Het antwoord van Bettemie liet zich niet lang wachten. Met omgaande post ontving Augusta de blijde tijding, dat jonkvrouw van Doertoghe reeds met weinige woorden aan juffer Zevenster had geschreven, dat deze den volgenden maandag haar bezoek mocht verwachten.
Augusta was dus eenigszins bevredigd, hoewel het haar bitter griefde, vreemde hulp te moeten inroepen, tot het verrichten van een liefdewerk, en daarbij vroeg zij zich af, welke rol haar later op het maatschappelijk tooneel zou te beurt vallen, daar zij van nu af niets meer was dan eene nietsbeduidende figurante.
Hoewel mevrouw Zilverman geenszins uit het schrift der jonkvrouw kon opmaken, dat het een antwoord was op den brief der vondeling, gevoelde Nicolette toch dadelijk, dat het beloofde bezoek het gevolg was der
| |
| |
weeklacht aan Augusta gezonden. Een heldere traan rolde op het op rozekleurig papier geschreven briefje, terwijl zij lispelde: ‘Mijn God, ik dank u.’
Eindelijk verscheen de zoo vurig verbeide maandag. Maar hoe stond Nicolette verwonderd, toen zij in de blauwe zaal werd geroepen. In plaats der verwachte vriendin vond zij eenen heer van middelmatigen leeftijd en een uitnemend voorkomen, die na een vluchtigen blik op het meisje geworpen te hebben, het aan zijn hart sloot, haar kuste en liefkoosde als een kind.

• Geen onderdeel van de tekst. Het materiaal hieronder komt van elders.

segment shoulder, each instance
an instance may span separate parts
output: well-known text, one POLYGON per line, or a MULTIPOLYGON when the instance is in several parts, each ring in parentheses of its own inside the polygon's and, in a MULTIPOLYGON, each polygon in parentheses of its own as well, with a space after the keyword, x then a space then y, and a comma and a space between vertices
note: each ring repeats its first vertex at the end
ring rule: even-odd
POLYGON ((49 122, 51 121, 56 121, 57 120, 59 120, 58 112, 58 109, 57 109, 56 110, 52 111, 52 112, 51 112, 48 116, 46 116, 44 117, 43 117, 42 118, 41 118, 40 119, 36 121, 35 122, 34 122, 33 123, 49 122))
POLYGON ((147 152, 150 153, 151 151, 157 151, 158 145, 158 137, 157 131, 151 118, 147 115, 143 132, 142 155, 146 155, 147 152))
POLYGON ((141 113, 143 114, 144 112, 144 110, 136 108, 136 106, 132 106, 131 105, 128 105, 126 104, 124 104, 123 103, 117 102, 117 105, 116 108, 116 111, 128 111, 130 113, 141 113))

Die onverwachte bezoeker was een van Nicolette's pleegvaders, de advocaat Hoogenberg uit Amsterdam. Bettemie was in hare verwachting teleurgesteld. Nauwelijks waren de brieven aan Augusta en Nicolette verzonden, of haar oom, de heer van Bassen, kreeg eene beroerte, iets wat hem al meer was gebeurd, en dit boeide haar aan het ziekbed.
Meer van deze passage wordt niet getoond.